I talk a lot about what you can do for your own confidence.
Today, I would like to shine a light on friendships.
What do strong friendships have to do with confidence?
We do not operate in a vacuum. Confidence greatly depends on how we respond to the people and situations around us.
Authors Harris and Orth at the University of Bern have found that positive social relationships, social support, and social acceptance help shape the development of self-esteem in people over time across ages 4 to 76.
So how best can you support a friend whose confidence may be running on the low side?
- Be there for them when they are down. It is not your job to “fix” their problem or low confidence but to listen to them without judgment. Be sure to ask (don’t assume) what the person needs at any moment. E.g., How can I support you best right now?
- Point out their strengths and attributes when you see them in action. Sometimes the things we excel at feel normal to us. “Doesn’t everybody type this fast?”, “Doesn’t everybody know how to tell a story?” No, actually, they don’t. Help your friends uncover their strength blind spots. You can say things like, “Wow, you are really good at dealing with stressful driving situations,” “Did you know you are a super fast swimmer?” “Your downward dog pose looks exactly like the teacher’s!”. Knowing our strengths can help us boost the Attitude Channel of the Four Channels of confidence by being the basis of a mantra or an antidote to our saboteur’s voice.

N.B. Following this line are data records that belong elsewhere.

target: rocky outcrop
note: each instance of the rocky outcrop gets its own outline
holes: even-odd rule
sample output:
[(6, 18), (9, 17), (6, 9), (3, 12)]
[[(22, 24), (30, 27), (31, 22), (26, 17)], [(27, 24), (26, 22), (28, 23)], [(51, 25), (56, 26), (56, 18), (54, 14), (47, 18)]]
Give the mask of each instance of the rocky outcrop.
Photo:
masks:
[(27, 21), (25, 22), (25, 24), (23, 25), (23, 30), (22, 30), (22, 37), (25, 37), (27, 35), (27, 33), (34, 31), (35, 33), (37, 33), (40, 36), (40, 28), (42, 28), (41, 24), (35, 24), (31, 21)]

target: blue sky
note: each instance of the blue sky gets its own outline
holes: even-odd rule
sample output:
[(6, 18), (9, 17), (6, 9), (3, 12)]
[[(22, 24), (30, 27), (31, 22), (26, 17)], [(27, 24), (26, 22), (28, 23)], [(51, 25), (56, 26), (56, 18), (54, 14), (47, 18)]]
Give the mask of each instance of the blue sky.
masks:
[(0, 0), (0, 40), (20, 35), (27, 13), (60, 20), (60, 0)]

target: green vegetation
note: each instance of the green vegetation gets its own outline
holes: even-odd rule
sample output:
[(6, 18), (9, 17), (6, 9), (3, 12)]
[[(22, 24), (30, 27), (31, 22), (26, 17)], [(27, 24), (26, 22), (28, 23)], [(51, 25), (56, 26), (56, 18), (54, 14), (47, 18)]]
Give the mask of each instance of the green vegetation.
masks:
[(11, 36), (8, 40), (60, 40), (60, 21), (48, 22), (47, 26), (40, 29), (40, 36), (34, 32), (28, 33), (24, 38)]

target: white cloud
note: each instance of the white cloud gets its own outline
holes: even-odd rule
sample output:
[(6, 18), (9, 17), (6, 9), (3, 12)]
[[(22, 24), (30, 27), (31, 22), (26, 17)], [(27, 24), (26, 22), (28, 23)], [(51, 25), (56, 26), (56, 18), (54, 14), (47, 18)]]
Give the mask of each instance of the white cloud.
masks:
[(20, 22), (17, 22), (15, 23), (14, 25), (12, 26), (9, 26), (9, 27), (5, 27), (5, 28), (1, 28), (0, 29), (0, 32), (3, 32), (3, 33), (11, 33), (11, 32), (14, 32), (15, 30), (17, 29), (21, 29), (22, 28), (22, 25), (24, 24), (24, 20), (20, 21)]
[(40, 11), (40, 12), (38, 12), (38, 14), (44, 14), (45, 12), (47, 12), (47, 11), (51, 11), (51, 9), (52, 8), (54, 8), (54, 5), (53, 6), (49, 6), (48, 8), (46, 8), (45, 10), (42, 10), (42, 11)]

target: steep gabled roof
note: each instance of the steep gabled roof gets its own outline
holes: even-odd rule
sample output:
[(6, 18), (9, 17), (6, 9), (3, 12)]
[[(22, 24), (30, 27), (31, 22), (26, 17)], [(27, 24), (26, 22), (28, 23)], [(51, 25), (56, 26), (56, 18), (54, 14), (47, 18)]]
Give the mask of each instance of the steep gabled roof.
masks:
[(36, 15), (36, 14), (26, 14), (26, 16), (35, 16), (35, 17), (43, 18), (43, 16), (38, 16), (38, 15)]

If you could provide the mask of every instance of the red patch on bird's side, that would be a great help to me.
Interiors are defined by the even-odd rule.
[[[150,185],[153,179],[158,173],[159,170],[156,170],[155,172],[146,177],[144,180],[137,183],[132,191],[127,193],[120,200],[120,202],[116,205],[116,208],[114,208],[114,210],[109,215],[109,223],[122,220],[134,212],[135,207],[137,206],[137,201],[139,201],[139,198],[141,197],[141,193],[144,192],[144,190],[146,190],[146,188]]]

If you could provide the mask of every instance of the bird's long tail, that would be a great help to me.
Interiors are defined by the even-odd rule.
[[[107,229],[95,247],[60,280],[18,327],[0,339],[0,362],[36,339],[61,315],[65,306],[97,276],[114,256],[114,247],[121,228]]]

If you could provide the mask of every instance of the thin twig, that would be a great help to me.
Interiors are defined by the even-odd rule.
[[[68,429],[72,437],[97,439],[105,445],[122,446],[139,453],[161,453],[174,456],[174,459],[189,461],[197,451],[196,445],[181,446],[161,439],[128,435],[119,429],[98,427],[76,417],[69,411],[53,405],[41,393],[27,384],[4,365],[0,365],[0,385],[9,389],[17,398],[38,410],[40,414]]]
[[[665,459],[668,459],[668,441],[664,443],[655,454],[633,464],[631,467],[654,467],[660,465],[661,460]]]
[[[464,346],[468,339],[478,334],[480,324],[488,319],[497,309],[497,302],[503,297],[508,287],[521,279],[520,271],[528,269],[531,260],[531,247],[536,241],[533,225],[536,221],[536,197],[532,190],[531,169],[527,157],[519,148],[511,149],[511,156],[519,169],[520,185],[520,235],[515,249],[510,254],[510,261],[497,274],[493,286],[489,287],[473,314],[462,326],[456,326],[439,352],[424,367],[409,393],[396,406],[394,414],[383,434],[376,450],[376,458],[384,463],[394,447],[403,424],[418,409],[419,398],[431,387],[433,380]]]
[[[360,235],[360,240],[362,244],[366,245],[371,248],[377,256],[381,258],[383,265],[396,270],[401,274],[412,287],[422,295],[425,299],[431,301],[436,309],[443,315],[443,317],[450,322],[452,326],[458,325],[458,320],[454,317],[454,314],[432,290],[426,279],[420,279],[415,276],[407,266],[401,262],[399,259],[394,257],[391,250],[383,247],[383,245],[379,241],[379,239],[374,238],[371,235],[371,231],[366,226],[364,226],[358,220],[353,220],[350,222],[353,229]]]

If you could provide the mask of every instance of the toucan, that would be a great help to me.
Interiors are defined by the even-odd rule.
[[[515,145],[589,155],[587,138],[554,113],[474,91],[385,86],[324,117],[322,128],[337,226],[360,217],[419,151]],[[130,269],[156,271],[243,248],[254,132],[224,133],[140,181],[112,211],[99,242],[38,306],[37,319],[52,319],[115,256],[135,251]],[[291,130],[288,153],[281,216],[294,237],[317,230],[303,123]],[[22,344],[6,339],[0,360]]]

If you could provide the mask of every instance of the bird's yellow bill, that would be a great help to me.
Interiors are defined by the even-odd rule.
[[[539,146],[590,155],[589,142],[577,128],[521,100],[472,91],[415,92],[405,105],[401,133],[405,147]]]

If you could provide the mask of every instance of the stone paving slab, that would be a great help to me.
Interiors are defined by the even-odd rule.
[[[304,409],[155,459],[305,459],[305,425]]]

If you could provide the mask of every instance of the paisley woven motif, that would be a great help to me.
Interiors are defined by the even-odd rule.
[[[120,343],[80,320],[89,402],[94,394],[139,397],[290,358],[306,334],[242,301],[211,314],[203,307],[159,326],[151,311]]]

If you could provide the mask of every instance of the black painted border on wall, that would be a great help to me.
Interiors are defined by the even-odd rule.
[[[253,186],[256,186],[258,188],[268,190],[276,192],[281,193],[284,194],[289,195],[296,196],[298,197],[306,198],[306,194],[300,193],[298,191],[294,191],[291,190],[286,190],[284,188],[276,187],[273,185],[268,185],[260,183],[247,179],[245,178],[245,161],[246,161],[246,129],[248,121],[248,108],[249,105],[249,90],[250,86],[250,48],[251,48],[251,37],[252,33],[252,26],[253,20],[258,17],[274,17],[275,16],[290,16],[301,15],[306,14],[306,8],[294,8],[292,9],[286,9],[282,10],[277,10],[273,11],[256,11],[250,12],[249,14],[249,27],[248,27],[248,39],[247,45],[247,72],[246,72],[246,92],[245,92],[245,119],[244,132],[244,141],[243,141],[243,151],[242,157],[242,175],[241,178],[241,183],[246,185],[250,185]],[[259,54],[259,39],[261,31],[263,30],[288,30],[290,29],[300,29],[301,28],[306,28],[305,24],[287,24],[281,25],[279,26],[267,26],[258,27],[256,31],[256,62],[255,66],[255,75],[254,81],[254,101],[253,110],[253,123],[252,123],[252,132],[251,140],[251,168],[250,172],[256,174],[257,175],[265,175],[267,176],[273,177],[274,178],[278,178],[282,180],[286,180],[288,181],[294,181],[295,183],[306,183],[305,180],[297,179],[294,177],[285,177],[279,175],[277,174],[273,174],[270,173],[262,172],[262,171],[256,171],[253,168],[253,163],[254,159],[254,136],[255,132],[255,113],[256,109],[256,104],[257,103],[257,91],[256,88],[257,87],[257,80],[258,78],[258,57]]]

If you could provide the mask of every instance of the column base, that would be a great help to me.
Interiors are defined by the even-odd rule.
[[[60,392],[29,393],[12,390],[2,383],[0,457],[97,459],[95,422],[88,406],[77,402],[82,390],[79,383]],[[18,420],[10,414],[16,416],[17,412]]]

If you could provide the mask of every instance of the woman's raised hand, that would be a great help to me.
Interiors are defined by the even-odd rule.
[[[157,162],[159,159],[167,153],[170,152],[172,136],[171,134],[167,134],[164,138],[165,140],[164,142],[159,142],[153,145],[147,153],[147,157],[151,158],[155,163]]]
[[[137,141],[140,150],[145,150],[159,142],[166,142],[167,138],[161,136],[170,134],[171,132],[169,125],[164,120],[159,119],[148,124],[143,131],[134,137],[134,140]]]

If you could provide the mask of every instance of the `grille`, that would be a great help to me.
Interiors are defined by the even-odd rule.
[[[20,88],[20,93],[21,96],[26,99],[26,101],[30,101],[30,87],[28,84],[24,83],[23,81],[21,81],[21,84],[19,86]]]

- Give feedback. Although feedback can be hard to take sometimes, when it comes from a loving friend who intends to help you, it can boost your confidence in the long term. “Your voice was strong and clear, and your eye contact with the audience was consistent, which gave you much credibility on stage. Then your shoulders were slumped, so it undermined your confidence. Don’t forget to keep your shoulders back next time!”
- Do activities together that make you both feel good. Instead of going for cocktails after work every time you meet, mix it up and go for a walk sometimes instead. Ask each other to join classes and events that support confidence building, like breathing exercises, yoga or pilates for posture, meditation, voice training, or workshops to identify strengths.
- Call them when you need help. When I ask a group of women, “Who likes to help others?” 90% of hands go up. And when I ask, “Who here likes to ask for help?” No hands go up. So how will all these people get the chance to help others if no one ever asks for it? They will “help” when they think help is needed, even if it is not. Unwelcome help creates many other problems – enough to fill a book! The rampant problem of over-helpers notwithstanding, wouldn’t you hate to imagine that your best friend felt reluctant to ask you for help? Be the role model. Show her what it looks like to ask for help and that it is OK. And, bonus, you get the assistance you need!
We are stronger when we have people to share our challenges with than when we act alone. I treasure my friendships and consider them invaluable. I hope these tips help you strengthen your friendships.